Apakah kita yakin dengan menjalankan ekonomi kerakyatan mega-supermarket kayak Carrefour ini bakal nggak ada lagi? Yakin dengan menggunakan ekonomi kerakyatan outlet-outlet yang menjalankan sistem franchise yang notabene asalnya dari faham neo-liberalis dan kapitalis bisa dibabat habis? Yakin juga nggak dengan menggandalkan pasar tradisional negara kita bisa menjadi bagian dari negara global yang jelas-jelas menganut faham neo-liberalis?


Pagi itu sebelum saya naik busway, dua orang Pengamen Cilik sedang bercakap-cakap. Percakapan mereka bukan soal duit ngamen mereka yang cekak atau lagu yang akan mereka nyanyikan di bus lain. Mereka mempersoalkan bagaimana di masa pemerintahan SBY-JK seringkali terjadi pengusiran terhadap kaum marjinal: Pengamen, Pengemis, Pedagang Asongan, dan lain-lain. Mereka diperlakukan bagai Maling dan Musuh. Bahkan sebagian dari mereka ada yang meninggal gara-gara tindakan Kamtib menertibkan kaum marjinal ini.

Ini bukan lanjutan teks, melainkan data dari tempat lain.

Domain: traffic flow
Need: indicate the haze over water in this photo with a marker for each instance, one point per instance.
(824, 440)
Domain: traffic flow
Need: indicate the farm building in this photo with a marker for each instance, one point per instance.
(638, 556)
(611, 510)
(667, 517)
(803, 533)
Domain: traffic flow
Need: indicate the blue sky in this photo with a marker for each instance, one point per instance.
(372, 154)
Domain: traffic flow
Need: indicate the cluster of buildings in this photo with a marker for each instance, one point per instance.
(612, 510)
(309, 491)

“Mending ketika Megawati jadi Presiden deh,” kata Ratna, salah satu Pengamen yang masih duduk di kelas 4 SD di salah satu sekolah di Tanjung Duren, Jakarta Barat. “Dikit-dikit ditertibkan, dikit-dikit ditertibkan. Begitu ditangkap, langsung dimasukkan ke Panti Sosial. Padahal saya kan masih sekolah,” ungkap Ratna lagi.


Ratna (kiri) dan Lia (kanan) mengaku lebih suka kalo Presiden RI tahun 2009 ini Megawati. Mereka nggak bilang soal Megawati menjalankan ekonomi kerakyatan apa menjalankan faham neo-liberalis, tapi mereka concern soal pengusiran yang selalu dilakukan Kamtib di era SBY-JK.

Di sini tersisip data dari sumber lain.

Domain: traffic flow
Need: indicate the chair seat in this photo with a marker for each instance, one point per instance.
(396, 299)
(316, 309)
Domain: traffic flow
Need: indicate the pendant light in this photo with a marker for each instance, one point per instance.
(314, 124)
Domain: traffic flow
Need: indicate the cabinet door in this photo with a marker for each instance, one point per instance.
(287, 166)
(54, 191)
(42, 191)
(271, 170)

Baik Ratna maupun Lia mengaku, menjadi Pengemen bukanlah keinginan mereka. Kondisi hidup yang “menjerumuskan” mereka ke dalam dunia ngamen-mengamen. Ibu Ratna yang nggak bekerja tetap, kadang mengambil cucian dari tetangga, kadang nganggur, nggak bisa membiayai sekolah. Untung Ratna mendapatkan beasiswa, sehingga masih tetap bisa bersekolah.

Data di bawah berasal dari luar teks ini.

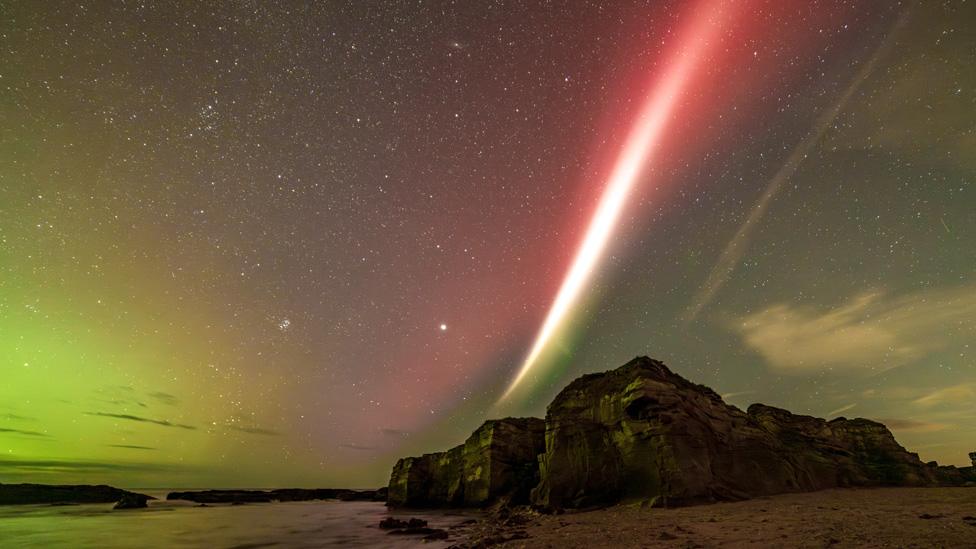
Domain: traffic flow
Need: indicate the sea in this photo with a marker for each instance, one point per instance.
(183, 524)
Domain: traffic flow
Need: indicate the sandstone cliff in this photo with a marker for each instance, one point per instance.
(498, 461)
(644, 433)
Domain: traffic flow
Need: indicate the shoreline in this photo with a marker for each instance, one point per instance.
(839, 517)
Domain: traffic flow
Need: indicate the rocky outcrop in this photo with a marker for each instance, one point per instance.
(282, 494)
(133, 501)
(644, 433)
(499, 460)
(26, 494)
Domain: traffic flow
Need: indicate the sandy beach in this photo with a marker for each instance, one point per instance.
(882, 517)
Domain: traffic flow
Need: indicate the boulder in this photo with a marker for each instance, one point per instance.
(133, 501)
(499, 460)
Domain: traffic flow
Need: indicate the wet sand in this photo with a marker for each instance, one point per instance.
(880, 517)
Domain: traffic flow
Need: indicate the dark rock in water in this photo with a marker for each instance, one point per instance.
(283, 494)
(499, 460)
(391, 522)
(25, 494)
(644, 433)
(436, 535)
(133, 501)
(428, 533)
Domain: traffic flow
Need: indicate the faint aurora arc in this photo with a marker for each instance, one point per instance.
(733, 251)
(636, 154)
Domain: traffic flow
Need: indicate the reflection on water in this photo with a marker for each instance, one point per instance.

“Saya ngamen untuk membantu Ibu,” kata Lia. “Saya diizinkan untuk ngamen. Ya, buat bantu-bantulah. Soalnya Bapak saya sudah meninggal”.

Saya cukup beruntung berjumpa dengan mereka dan cukup beruntung masih diberikan rezeki dari Allah. Mendengar cerita mereka di atas bus sambil sedikit berteriak-teriak karena suara bus dan lalu lintas sekitar mengalahkan suara kami, sangatlah memilukan. Saya berdoa semoga anak-anak saya nggak mengalami kondisi kayak Ratna dan Lia ini. Dengan sisa duit hasil gajian yang ada di kantong, saya memberikan sedikit rezeki saya pada mereka.

“Terima kasih ya Om!” kata Lia. “Semoga Om dimurahkan rezekinya!”

Ah, nikmat juga didoakan oleh orang-orang kecil ini. Saya percaya, doa “orang tertindas” akan diterima oleh Allah. Terima kasih Ratna! Terima kasih Lia!

Sekarang, saya jadi bingung mau pilih siapa di Pilpres nanti? Pilih yang satu, disangka ikut faham neo-liberalis. Pilih yang satu lagi, kok kayak-kayaknya nggak cocok penganut faham ekonomi kerakyatan, karena punya saham di luar negeri, yang artinya ikut-ikutan menganut pasar bebas dong. It means neo-liberalis juga kan? Udah gitu konon kata orang-orang, kuda miliknya yang berharga 3 milyar. Busyet! Semua Capres dan Cawapres menyimpan saham atau dollar U$ pula. Lha?! Bukannya itu faham neo-liberalis dan kapitalis? Yang terakhir, bingung juga dibilang nggak penganut neo-liberalis, nyatanya doi Pengusaha yang jelas-jelas ikut mekanisme harga pasar. Harga pasar Rp 10, tanpa intervensi produk yang dijual juga Rp 10,-.

Kalo gw simpulkan, ternyata ketiga Capres dan Cawapres ini sama-sama penganut neo-liberalis, kok. Duh, bingung-bingung!!!!!